Yesterday, I was very glad to see him out front tending to one of his hedges. As I was walking past his house about a week ago, the very slight smell of skunk caused me to pause. If you have ever had a dog sprayed by a skunk, that scent will always cause you to stop and quickly look around, even though your logic is telling you that the skunk you smell has made good use of the moment and moved right along.
After I had confirmed that there was no skunk in my immediate environment, I looked down and saw a plant covered with these intriguing blossoms. I realized the smell was coming from the plant.
I didn't have much time to linger that day and it took a few days for me to get back around to this plant. The question I had in mind was "Did the plant get sprayed by a skunk or does the plant really smell that way?"

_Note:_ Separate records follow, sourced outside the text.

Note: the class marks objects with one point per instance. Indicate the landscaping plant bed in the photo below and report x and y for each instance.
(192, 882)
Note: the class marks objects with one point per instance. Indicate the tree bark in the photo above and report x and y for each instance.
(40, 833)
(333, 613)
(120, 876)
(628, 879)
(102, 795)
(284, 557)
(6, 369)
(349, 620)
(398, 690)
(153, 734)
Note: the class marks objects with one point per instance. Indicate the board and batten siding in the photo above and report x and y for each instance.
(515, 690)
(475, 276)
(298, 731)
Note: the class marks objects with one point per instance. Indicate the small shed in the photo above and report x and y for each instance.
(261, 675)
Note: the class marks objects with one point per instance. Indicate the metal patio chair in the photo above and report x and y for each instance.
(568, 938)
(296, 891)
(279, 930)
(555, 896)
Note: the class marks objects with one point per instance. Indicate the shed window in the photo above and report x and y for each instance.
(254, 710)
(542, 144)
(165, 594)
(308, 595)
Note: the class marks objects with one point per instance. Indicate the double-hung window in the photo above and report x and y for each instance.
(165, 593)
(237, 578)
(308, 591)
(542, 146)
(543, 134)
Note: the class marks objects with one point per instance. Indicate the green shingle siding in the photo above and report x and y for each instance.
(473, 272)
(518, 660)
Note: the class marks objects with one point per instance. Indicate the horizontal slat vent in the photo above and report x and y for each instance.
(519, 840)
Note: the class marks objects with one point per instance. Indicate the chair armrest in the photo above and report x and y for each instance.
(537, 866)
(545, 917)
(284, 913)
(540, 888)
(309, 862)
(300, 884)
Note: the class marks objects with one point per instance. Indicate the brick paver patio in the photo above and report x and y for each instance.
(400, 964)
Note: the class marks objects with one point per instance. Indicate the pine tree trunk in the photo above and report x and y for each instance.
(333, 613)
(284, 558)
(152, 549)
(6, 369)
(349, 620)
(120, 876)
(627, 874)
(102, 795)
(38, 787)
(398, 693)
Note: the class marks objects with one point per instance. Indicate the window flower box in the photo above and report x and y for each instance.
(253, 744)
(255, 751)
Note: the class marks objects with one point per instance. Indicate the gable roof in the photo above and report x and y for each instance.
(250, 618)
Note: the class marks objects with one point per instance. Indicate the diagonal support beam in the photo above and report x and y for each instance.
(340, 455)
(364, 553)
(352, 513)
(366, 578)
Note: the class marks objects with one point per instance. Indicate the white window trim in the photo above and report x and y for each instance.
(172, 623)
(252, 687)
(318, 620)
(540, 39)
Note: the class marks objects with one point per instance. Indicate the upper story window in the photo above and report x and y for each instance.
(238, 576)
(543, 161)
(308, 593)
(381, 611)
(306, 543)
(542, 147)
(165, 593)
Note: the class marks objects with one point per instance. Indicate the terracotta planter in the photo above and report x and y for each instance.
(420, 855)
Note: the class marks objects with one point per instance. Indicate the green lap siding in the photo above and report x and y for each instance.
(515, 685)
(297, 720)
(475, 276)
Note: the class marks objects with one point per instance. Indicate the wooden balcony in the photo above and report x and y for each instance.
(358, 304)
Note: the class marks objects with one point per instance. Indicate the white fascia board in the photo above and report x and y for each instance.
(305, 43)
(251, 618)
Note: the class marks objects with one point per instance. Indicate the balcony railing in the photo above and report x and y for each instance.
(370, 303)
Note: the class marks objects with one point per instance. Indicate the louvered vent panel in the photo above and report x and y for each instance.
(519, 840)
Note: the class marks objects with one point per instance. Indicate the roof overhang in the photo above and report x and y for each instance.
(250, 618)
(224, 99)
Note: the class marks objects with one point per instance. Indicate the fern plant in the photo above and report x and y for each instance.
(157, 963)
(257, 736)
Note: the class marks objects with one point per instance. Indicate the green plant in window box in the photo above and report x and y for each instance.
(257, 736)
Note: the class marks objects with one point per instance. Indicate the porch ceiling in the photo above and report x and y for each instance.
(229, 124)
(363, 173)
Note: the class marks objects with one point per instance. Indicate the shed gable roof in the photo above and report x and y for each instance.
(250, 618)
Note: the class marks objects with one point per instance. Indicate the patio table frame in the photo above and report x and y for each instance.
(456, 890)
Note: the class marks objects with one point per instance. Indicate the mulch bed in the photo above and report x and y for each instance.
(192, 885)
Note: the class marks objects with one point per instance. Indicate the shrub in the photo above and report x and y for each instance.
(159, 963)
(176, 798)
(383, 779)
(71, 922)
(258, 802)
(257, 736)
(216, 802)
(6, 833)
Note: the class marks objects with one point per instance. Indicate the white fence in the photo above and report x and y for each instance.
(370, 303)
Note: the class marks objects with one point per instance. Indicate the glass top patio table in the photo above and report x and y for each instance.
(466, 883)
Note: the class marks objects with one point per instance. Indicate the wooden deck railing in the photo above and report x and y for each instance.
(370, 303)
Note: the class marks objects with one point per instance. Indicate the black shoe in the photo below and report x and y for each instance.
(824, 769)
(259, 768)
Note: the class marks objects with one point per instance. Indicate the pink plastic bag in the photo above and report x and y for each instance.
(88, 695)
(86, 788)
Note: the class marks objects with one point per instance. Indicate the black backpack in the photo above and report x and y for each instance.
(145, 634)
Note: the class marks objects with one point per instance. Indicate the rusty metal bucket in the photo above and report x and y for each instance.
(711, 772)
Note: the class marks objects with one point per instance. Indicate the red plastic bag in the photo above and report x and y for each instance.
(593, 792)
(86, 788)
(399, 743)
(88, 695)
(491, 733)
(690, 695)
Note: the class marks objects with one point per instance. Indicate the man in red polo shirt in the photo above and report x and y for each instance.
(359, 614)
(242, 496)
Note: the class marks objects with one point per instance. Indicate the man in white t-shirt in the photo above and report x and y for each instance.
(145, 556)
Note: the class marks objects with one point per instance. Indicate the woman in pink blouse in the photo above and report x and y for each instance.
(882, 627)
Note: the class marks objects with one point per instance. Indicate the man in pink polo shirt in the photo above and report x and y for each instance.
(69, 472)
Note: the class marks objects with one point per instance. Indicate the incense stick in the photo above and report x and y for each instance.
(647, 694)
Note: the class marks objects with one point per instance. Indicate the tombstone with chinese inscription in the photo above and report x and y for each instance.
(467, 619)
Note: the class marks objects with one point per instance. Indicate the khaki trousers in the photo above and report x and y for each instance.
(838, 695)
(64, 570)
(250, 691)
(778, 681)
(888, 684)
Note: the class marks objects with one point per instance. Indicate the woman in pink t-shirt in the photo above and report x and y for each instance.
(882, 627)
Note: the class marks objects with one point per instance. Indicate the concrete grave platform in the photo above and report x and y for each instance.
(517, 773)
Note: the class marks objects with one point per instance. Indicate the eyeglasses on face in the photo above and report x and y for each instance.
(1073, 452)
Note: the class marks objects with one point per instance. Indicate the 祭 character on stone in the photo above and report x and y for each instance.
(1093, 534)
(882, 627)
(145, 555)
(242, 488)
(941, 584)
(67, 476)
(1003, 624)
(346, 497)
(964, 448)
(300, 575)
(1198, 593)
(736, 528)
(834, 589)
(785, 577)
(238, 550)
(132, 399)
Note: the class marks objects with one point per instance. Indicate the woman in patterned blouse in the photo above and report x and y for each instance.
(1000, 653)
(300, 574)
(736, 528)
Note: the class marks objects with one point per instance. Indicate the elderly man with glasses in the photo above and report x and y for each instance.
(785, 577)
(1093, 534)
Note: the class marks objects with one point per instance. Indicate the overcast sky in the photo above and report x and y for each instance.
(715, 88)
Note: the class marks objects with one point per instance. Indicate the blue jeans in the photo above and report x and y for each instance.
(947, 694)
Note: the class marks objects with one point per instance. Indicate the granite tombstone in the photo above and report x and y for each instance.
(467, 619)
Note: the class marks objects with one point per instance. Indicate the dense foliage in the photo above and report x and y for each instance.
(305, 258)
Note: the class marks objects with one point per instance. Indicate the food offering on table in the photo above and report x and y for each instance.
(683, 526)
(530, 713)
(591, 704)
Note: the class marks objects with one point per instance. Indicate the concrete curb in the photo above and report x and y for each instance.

This time around Neighbor Frank was out front. We conversed about this, that, and the other, and then I managed to let him know I had a question about a plant in his garden.
"Yes, I am sure I know the plant you are talking about." We walked over to it. "Very stinky. My daughter bought it to help deter dogs and cats. Not sure it really affects them, but it is a very fast grower. The smell keeps me from pruning it very much." What brilliant plant strategy.
However, I don't think this plant is long for Neighbor Frank's yard, if for no other reason than it is threatening to take over a pretty and well behaved pink and white azalea. The fact that his daughter planted it probably causes him to pause, but he is a pruner at heart and his heightened sense of order will probably win the day, and the yard. I was grateful to see, and even smell it when I did. I was reminded yet again of the miracle of creation. It is filled with plants and animals that attract, and those that repel. What a wonderful dance this life is.
No, I was not tempted to take a cutting home. That is the blessing of photography. I can simply let life be.
For creation awaits with eager expectation the revelation of the children of God.